There has been talks about Microsoft letting Android apps run on Windows, but while the idea will help to bring more apps to the operating system, the fear of developers not being encourage to write for Windows seem to have stalled the idea.
In the past, we had different ways to make Android apps run on Windows, such as using an emulator like BlueStack, but now it seems that Google is planning to streamline the process, letting apps run freely on Windows, Mac OS X, and even Linux and the only requirement is to have a Chrome web browser.
It’s all part of a new experiment Google calls “ARC” (App Runtime for Chrome), which is an app for Chrome that allows developers to test apps on different platforms — that being on a PC or Mac –, but more importantly, because the app is freely available, anyone can easily setup an environment to run Android apps on their computers.
If you want to run Android apps on a PC or Mac, you’ll need to install Google Chrome, version 40 or later, you’ll need get the ARC Welder app, and you also need to obtain the APKs from Google’s Play Store or from around the web, which can be easily found.
Once you have all the ingredients, open the ARC Welder app, and open one of the .apk files you have downloaded.
There are some limitations running Android apps in this environment, the fact that all the Android apps have been designed for touch, makes it a bit difficult to use apps with a keyboard and mouse. You need to configure the orientation for each app (landscape or portrait), and you can run only one app at a time. However, you can run more than one app, if you select the download Zip option in the ARC app and you extract the content and then enable extension developer mode to load the folder you have extracted the Android app.

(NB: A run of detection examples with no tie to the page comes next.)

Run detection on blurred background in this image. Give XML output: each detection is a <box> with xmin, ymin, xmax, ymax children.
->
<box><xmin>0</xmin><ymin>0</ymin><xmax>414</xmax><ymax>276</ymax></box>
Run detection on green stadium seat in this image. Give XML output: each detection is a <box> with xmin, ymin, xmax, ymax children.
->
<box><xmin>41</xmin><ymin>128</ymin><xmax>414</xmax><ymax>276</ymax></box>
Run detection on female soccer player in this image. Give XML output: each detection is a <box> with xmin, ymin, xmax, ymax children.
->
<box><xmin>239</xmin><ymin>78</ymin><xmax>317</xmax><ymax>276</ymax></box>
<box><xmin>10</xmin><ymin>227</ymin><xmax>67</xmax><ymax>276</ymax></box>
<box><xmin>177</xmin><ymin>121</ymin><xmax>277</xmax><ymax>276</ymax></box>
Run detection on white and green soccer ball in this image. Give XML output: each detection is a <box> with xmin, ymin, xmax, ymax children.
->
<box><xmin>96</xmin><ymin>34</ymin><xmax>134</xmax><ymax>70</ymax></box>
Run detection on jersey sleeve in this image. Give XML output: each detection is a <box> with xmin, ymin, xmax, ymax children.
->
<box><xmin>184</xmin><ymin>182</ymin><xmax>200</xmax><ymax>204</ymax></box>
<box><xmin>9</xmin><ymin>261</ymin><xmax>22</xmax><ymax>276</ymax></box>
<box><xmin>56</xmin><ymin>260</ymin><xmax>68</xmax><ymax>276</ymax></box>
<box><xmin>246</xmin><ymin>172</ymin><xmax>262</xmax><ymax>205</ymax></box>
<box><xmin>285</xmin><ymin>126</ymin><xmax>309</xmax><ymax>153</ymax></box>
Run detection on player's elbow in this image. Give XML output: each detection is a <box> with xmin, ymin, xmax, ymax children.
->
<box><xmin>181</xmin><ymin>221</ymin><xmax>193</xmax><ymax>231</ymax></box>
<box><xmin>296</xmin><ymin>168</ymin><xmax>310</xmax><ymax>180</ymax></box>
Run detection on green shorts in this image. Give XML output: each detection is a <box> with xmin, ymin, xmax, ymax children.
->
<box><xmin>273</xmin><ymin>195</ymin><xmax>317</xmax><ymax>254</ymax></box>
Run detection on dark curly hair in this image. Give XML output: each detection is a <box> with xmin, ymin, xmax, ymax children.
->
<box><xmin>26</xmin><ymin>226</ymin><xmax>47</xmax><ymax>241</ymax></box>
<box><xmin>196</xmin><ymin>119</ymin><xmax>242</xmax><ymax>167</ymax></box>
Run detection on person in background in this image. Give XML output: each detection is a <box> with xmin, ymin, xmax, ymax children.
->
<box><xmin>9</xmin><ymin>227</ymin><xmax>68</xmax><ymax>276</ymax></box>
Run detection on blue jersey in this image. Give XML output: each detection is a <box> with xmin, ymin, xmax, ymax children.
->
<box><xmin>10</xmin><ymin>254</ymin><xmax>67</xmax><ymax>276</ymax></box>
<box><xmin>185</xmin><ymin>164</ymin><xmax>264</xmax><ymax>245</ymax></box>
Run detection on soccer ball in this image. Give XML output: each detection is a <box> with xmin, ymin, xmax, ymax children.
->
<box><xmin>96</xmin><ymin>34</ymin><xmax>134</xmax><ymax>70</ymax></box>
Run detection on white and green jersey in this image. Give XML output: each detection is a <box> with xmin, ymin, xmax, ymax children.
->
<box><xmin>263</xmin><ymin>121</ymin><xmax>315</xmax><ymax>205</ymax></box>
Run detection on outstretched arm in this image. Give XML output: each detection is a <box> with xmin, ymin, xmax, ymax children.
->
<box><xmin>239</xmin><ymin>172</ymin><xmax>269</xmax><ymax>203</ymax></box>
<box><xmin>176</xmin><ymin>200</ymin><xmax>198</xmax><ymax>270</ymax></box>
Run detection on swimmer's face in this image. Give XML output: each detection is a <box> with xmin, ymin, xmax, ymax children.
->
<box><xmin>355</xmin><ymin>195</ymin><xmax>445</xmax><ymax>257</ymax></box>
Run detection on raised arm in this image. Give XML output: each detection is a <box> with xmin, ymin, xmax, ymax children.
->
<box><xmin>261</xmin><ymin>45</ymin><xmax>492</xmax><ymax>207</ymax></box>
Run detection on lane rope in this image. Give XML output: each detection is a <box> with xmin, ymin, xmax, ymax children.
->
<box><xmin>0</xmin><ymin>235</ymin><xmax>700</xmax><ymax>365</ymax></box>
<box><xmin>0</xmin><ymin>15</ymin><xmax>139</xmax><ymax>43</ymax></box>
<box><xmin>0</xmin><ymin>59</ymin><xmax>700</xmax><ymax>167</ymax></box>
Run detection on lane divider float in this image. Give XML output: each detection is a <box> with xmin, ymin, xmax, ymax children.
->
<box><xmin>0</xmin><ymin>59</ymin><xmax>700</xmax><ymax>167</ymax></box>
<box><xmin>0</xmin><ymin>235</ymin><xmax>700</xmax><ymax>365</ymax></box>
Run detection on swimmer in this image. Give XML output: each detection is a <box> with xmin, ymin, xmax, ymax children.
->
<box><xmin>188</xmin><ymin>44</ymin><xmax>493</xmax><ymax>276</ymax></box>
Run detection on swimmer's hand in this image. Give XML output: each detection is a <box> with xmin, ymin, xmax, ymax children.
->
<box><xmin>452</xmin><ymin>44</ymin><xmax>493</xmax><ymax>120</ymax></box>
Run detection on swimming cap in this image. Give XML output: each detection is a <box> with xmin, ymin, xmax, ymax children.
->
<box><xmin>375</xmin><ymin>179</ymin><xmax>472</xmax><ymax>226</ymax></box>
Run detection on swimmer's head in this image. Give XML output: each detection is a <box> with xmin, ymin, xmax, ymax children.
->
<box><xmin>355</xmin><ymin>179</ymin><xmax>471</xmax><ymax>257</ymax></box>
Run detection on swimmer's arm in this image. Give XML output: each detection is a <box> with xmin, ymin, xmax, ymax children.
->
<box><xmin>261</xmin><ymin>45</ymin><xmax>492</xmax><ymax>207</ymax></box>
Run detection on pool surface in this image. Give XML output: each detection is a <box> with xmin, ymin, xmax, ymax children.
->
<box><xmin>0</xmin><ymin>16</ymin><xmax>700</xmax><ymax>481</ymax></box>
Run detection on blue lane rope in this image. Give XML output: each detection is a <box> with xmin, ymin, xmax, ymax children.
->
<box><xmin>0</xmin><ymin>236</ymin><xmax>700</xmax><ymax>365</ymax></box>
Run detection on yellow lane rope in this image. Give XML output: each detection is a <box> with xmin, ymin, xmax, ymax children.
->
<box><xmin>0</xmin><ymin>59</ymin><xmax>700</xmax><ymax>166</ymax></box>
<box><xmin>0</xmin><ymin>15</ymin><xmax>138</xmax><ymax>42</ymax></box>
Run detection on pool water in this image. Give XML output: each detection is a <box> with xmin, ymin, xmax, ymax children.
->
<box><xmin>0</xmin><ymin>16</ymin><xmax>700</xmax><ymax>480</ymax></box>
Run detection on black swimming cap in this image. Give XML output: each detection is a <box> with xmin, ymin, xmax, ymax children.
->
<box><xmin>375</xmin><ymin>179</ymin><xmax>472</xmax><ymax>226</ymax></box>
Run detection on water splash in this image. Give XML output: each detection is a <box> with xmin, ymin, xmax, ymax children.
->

After configuring the settings, simply click the “Launch App”, and the app should now start.
There is no much mystery on how things work, make sure you have Google Chrome version 40 or later, install the ARC Welder app from the Chrome Web Store, find some Android apps (.apk files), and launch the app.

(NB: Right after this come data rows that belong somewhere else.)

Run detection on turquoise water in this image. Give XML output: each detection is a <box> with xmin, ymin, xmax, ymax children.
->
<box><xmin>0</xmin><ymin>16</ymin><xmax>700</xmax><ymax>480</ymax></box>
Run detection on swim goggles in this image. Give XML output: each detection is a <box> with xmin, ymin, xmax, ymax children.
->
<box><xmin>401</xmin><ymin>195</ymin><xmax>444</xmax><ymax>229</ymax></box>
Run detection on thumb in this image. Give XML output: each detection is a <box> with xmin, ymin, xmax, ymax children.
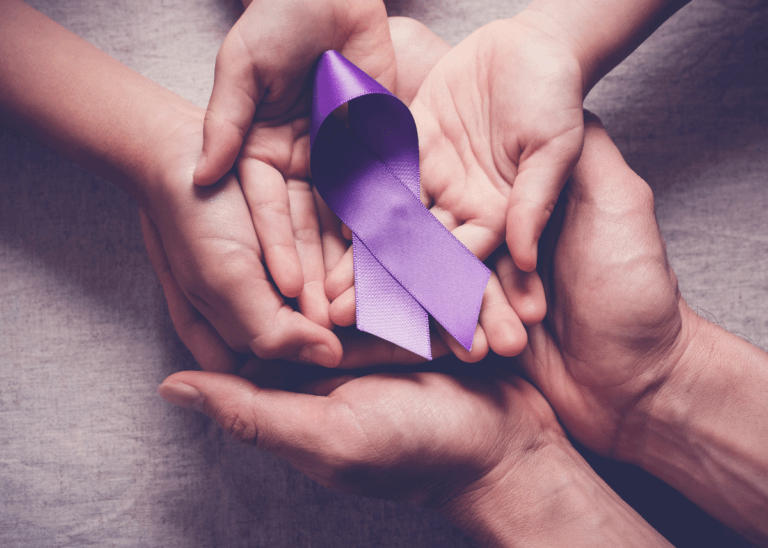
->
<box><xmin>193</xmin><ymin>24</ymin><xmax>264</xmax><ymax>186</ymax></box>
<box><xmin>507</xmin><ymin>118</ymin><xmax>584</xmax><ymax>272</ymax></box>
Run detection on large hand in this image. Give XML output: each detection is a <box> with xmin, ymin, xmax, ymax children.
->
<box><xmin>142</xmin><ymin>110</ymin><xmax>341</xmax><ymax>371</ymax></box>
<box><xmin>194</xmin><ymin>0</ymin><xmax>396</xmax><ymax>185</ymax></box>
<box><xmin>508</xmin><ymin>115</ymin><xmax>690</xmax><ymax>458</ymax></box>
<box><xmin>160</xmin><ymin>358</ymin><xmax>564</xmax><ymax>507</ymax></box>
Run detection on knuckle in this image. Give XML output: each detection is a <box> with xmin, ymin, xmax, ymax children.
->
<box><xmin>216</xmin><ymin>408</ymin><xmax>258</xmax><ymax>445</ymax></box>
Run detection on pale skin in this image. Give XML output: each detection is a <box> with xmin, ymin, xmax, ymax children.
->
<box><xmin>160</xmin><ymin>114</ymin><xmax>700</xmax><ymax>546</ymax></box>
<box><xmin>0</xmin><ymin>8</ymin><xmax>676</xmax><ymax>542</ymax></box>
<box><xmin>194</xmin><ymin>0</ymin><xmax>544</xmax><ymax>365</ymax></box>
<box><xmin>160</xmin><ymin>112</ymin><xmax>768</xmax><ymax>546</ymax></box>
<box><xmin>195</xmin><ymin>0</ymin><xmax>686</xmax><ymax>361</ymax></box>
<box><xmin>0</xmin><ymin>1</ymin><xmax>525</xmax><ymax>371</ymax></box>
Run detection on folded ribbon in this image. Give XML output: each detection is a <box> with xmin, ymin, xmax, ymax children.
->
<box><xmin>310</xmin><ymin>51</ymin><xmax>490</xmax><ymax>359</ymax></box>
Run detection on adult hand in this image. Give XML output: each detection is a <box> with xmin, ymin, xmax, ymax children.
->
<box><xmin>510</xmin><ymin>114</ymin><xmax>692</xmax><ymax>460</ymax></box>
<box><xmin>142</xmin><ymin>109</ymin><xmax>342</xmax><ymax>371</ymax></box>
<box><xmin>160</xmin><ymin>358</ymin><xmax>564</xmax><ymax>508</ymax></box>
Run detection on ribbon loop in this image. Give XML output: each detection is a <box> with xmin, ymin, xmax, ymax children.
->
<box><xmin>310</xmin><ymin>51</ymin><xmax>490</xmax><ymax>359</ymax></box>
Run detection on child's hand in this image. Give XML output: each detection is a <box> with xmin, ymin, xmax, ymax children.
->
<box><xmin>326</xmin><ymin>18</ymin><xmax>584</xmax><ymax>353</ymax></box>
<box><xmin>412</xmin><ymin>14</ymin><xmax>584</xmax><ymax>272</ymax></box>
<box><xmin>194</xmin><ymin>0</ymin><xmax>396</xmax><ymax>185</ymax></box>
<box><xmin>142</xmin><ymin>111</ymin><xmax>342</xmax><ymax>372</ymax></box>
<box><xmin>193</xmin><ymin>0</ymin><xmax>396</xmax><ymax>318</ymax></box>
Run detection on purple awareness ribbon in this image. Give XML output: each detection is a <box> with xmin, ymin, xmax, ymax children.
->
<box><xmin>309</xmin><ymin>51</ymin><xmax>491</xmax><ymax>359</ymax></box>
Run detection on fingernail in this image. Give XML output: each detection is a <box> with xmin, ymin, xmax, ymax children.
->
<box><xmin>192</xmin><ymin>154</ymin><xmax>206</xmax><ymax>184</ymax></box>
<box><xmin>299</xmin><ymin>344</ymin><xmax>336</xmax><ymax>367</ymax></box>
<box><xmin>157</xmin><ymin>382</ymin><xmax>205</xmax><ymax>413</ymax></box>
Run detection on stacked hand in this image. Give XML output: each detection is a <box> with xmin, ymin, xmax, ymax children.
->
<box><xmin>160</xmin><ymin>104</ymin><xmax>680</xmax><ymax>545</ymax></box>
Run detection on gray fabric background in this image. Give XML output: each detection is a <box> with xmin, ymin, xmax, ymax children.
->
<box><xmin>0</xmin><ymin>0</ymin><xmax>768</xmax><ymax>548</ymax></box>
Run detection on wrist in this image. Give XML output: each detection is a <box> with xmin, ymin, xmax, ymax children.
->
<box><xmin>441</xmin><ymin>436</ymin><xmax>666</xmax><ymax>547</ymax></box>
<box><xmin>132</xmin><ymin>100</ymin><xmax>205</xmax><ymax>215</ymax></box>
<box><xmin>515</xmin><ymin>7</ymin><xmax>601</xmax><ymax>97</ymax></box>
<box><xmin>616</xmin><ymin>303</ymin><xmax>768</xmax><ymax>543</ymax></box>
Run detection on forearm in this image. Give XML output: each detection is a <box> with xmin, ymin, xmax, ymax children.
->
<box><xmin>520</xmin><ymin>0</ymin><xmax>690</xmax><ymax>92</ymax></box>
<box><xmin>443</xmin><ymin>440</ymin><xmax>669</xmax><ymax>548</ymax></box>
<box><xmin>624</xmin><ymin>305</ymin><xmax>768</xmax><ymax>545</ymax></box>
<box><xmin>0</xmin><ymin>0</ymin><xmax>198</xmax><ymax>200</ymax></box>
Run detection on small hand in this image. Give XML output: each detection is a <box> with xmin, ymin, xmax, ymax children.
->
<box><xmin>510</xmin><ymin>115</ymin><xmax>691</xmax><ymax>456</ymax></box>
<box><xmin>326</xmin><ymin>18</ymin><xmax>544</xmax><ymax>363</ymax></box>
<box><xmin>411</xmin><ymin>12</ymin><xmax>583</xmax><ymax>272</ymax></box>
<box><xmin>194</xmin><ymin>0</ymin><xmax>396</xmax><ymax>185</ymax></box>
<box><xmin>142</xmin><ymin>111</ymin><xmax>342</xmax><ymax>371</ymax></box>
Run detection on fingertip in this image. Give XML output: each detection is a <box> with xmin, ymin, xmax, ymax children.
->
<box><xmin>157</xmin><ymin>375</ymin><xmax>205</xmax><ymax>413</ymax></box>
<box><xmin>298</xmin><ymin>343</ymin><xmax>341</xmax><ymax>368</ymax></box>
<box><xmin>437</xmin><ymin>324</ymin><xmax>488</xmax><ymax>363</ymax></box>
<box><xmin>486</xmin><ymin>320</ymin><xmax>528</xmax><ymax>358</ymax></box>
<box><xmin>268</xmin><ymin>266</ymin><xmax>304</xmax><ymax>299</ymax></box>
<box><xmin>515</xmin><ymin>290</ymin><xmax>547</xmax><ymax>326</ymax></box>
<box><xmin>325</xmin><ymin>248</ymin><xmax>355</xmax><ymax>302</ymax></box>
<box><xmin>192</xmin><ymin>153</ymin><xmax>215</xmax><ymax>186</ymax></box>
<box><xmin>507</xmin><ymin>236</ymin><xmax>538</xmax><ymax>272</ymax></box>
<box><xmin>460</xmin><ymin>325</ymin><xmax>489</xmax><ymax>363</ymax></box>
<box><xmin>329</xmin><ymin>287</ymin><xmax>356</xmax><ymax>327</ymax></box>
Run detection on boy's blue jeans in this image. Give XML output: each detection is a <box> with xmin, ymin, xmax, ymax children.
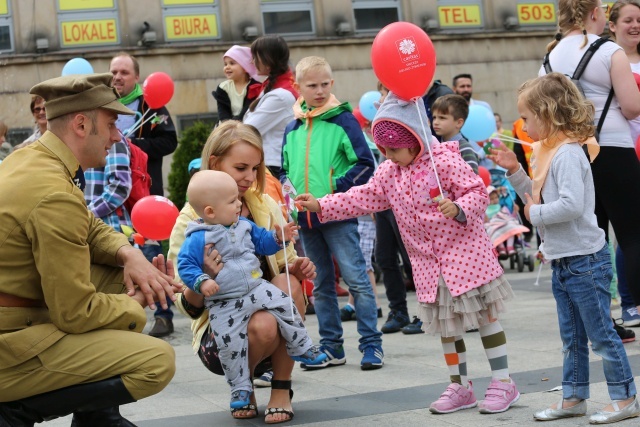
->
<box><xmin>300</xmin><ymin>221</ymin><xmax>382</xmax><ymax>350</ymax></box>
<box><xmin>551</xmin><ymin>245</ymin><xmax>636</xmax><ymax>400</ymax></box>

It’s worth pointing out that ARC is based on Android 4.4 (KitKat), which means that a lot of apps are compatible to run in this environment. You can try Twitter, Facebook, Flipboard, Pocket, and Instagram, just to name a few. Games also work well, but you’ll find those that will refuse to work, most of the time it will be because they were specially designed for different hardware.

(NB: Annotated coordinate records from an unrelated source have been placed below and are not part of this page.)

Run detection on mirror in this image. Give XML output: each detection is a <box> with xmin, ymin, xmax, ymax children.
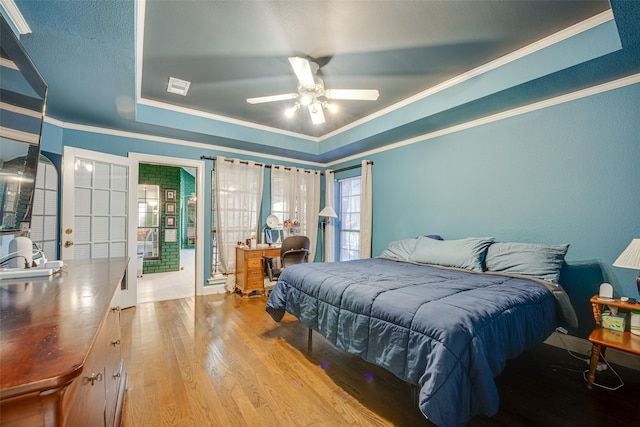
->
<box><xmin>0</xmin><ymin>15</ymin><xmax>47</xmax><ymax>234</ymax></box>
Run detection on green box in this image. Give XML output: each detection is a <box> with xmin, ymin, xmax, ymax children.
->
<box><xmin>600</xmin><ymin>310</ymin><xmax>627</xmax><ymax>332</ymax></box>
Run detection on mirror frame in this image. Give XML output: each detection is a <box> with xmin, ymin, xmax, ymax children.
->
<box><xmin>0</xmin><ymin>15</ymin><xmax>48</xmax><ymax>235</ymax></box>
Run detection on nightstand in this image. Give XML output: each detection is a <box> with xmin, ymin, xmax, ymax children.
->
<box><xmin>587</xmin><ymin>295</ymin><xmax>640</xmax><ymax>389</ymax></box>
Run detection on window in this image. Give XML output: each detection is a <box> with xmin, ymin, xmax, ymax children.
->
<box><xmin>338</xmin><ymin>177</ymin><xmax>361</xmax><ymax>261</ymax></box>
<box><xmin>271</xmin><ymin>168</ymin><xmax>296</xmax><ymax>226</ymax></box>
<box><xmin>137</xmin><ymin>184</ymin><xmax>161</xmax><ymax>259</ymax></box>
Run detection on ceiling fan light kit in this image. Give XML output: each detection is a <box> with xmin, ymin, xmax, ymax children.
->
<box><xmin>247</xmin><ymin>57</ymin><xmax>380</xmax><ymax>125</ymax></box>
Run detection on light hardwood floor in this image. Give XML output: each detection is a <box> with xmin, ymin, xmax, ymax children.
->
<box><xmin>121</xmin><ymin>294</ymin><xmax>640</xmax><ymax>427</ymax></box>
<box><xmin>121</xmin><ymin>295</ymin><xmax>431</xmax><ymax>426</ymax></box>
<box><xmin>138</xmin><ymin>249</ymin><xmax>196</xmax><ymax>304</ymax></box>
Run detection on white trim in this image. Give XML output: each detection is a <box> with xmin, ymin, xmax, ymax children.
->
<box><xmin>0</xmin><ymin>126</ymin><xmax>40</xmax><ymax>145</ymax></box>
<box><xmin>0</xmin><ymin>0</ymin><xmax>31</xmax><ymax>34</ymax></box>
<box><xmin>45</xmin><ymin>73</ymin><xmax>640</xmax><ymax>168</ymax></box>
<box><xmin>324</xmin><ymin>73</ymin><xmax>640</xmax><ymax>167</ymax></box>
<box><xmin>0</xmin><ymin>101</ymin><xmax>42</xmax><ymax>119</ymax></box>
<box><xmin>135</xmin><ymin>4</ymin><xmax>614</xmax><ymax>142</ymax></box>
<box><xmin>59</xmin><ymin>146</ymin><xmax>138</xmax><ymax>308</ymax></box>
<box><xmin>129</xmin><ymin>153</ymin><xmax>208</xmax><ymax>295</ymax></box>
<box><xmin>544</xmin><ymin>332</ymin><xmax>640</xmax><ymax>371</ymax></box>
<box><xmin>44</xmin><ymin>116</ymin><xmax>322</xmax><ymax>167</ymax></box>
<box><xmin>320</xmin><ymin>9</ymin><xmax>613</xmax><ymax>141</ymax></box>
<box><xmin>138</xmin><ymin>98</ymin><xmax>322</xmax><ymax>142</ymax></box>
<box><xmin>0</xmin><ymin>58</ymin><xmax>19</xmax><ymax>71</ymax></box>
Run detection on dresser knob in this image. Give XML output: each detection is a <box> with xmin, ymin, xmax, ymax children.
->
<box><xmin>84</xmin><ymin>372</ymin><xmax>102</xmax><ymax>385</ymax></box>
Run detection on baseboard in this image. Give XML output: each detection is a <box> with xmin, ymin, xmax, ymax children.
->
<box><xmin>202</xmin><ymin>281</ymin><xmax>227</xmax><ymax>295</ymax></box>
<box><xmin>544</xmin><ymin>332</ymin><xmax>640</xmax><ymax>371</ymax></box>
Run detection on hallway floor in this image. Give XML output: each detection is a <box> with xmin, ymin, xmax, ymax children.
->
<box><xmin>138</xmin><ymin>249</ymin><xmax>196</xmax><ymax>304</ymax></box>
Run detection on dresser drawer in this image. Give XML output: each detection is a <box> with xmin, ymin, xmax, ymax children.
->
<box><xmin>247</xmin><ymin>257</ymin><xmax>262</xmax><ymax>269</ymax></box>
<box><xmin>244</xmin><ymin>251</ymin><xmax>262</xmax><ymax>260</ymax></box>
<box><xmin>245</xmin><ymin>277</ymin><xmax>264</xmax><ymax>290</ymax></box>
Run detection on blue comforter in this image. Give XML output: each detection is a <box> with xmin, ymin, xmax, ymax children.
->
<box><xmin>267</xmin><ymin>258</ymin><xmax>557</xmax><ymax>426</ymax></box>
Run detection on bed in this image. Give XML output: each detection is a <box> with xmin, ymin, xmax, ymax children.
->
<box><xmin>267</xmin><ymin>237</ymin><xmax>577</xmax><ymax>426</ymax></box>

The project still in its early stages, which means that you shouldn’t expect everything to work flawlessly, errors and problems will be part of the experience, but as Google keeps updating its browser and the ARC Welder app, and developers adjust their apps to work for ARC, expect things to get better.
It’s clear where Google is going with ARC, Microsoft has introduced the idea of universal apps for Windows 10 that work across platform, including PCs, phones, tablets, and Xbox One. Now Google may be planning to do the same thing by implementing its own universal apps idea, while continuing pushing out its web browser in the process.